A agressão imperialista, instrumentalizada pelos ataques da Otan em apoio às forças rebeldes desde março deste ano, empurrou a Líbia de volta à barbárie. Fortaleceu o radicalismo religioso que agora, depois do assassinato de Muamar Kadafi, proclama o fim do estado laico, impõe a xaria, a lei islâmica, e mancha de sangue aquilo que foi anunciado, ao mundo, como uma “primavera” dos povos.

O que ocorreu na Líbia foi um retorno ao passado mais tenebroso. As tropas a serviço do imperialismo destruíram a república iniciada em 1969 e assassinaram o presidente. E não se deram sequer ao disfarce de um julgamento fraudulento como o realizado no Iraque e que levou à execução de Sadam Hussein em 2006.

Quando as milícias monitoradas pela Otan entraram na cidade líbia de Sirte, no dia 20, elas sumariamente lincharam Muamar Kadafi e seu filho Mutassim. Nesta segunda-feira (24), divulgou-se a informação sobre o massacre de antigos partidários de Kadafi – foram encontrados 53 corpos no hotel Mahaari, em Sirte, com indicação de terem sido executados depois de detidos. Alguns estavam com as mãos atadas atrás das costas quando foram executados.

A sequência de horror na Líbia desmascara a hipocrisia do imperialismo. O presidente Barack Obama e a secretária de Estado dos EUA, Hillary Clinton, comemoraram o assassinato do líder líbio e apoiaram o início da “democracia” de sangue que garante os interesses geopolíticos dos EUA na região e promete a volta do petróleo líbio às empresas que haviam sido expulsas, há quatro décadas, por Kadafi.
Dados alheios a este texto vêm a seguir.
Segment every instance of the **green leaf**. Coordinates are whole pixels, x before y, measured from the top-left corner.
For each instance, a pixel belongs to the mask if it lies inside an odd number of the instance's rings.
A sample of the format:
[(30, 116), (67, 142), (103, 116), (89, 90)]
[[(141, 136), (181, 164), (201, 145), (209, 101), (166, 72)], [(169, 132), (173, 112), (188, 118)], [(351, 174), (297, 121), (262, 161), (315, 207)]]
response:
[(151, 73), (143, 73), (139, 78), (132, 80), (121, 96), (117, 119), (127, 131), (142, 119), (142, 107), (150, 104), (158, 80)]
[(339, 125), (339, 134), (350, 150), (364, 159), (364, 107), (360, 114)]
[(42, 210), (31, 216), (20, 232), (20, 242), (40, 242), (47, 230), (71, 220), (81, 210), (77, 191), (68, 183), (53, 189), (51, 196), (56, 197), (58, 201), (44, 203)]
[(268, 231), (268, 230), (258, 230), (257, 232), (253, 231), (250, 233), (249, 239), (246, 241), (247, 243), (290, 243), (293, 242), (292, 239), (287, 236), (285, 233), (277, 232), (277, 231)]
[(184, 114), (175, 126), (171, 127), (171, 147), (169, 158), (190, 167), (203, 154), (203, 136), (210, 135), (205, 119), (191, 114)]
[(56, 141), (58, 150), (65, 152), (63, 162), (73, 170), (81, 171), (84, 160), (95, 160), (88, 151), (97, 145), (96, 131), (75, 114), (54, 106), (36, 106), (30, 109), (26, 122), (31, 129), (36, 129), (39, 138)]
O mesmo fizeram os governantes das potências europeias agressoras.

Outra autoridade do imperialismo, o secretário de Defesa britânico, Philip Hammond, pareceu mais realista em suas declarações e defendeu a apuração daquele crime pelas autoridades que usurparam o poder na Líbia, para – disse ele – “reconstruir e limpar a sua reputação".

Como se isso fosse possível. O apoio dado a milícias rebeldes que, sem a intervenção estrangeira, não teriam a menor chance de sucesso, já havia sido um crime do imperialismo. Crime que foi ficando cada vez mais evidente na medida em que se dava a conhecer o caráter atrasado, bárbaro, dos defensores líbios da “democracia” pró-EUA. E que revelou toda sua crueza com os linchamentos ocorridos em Sirte, transformando a “primavera” líbia numa primavera de sangue.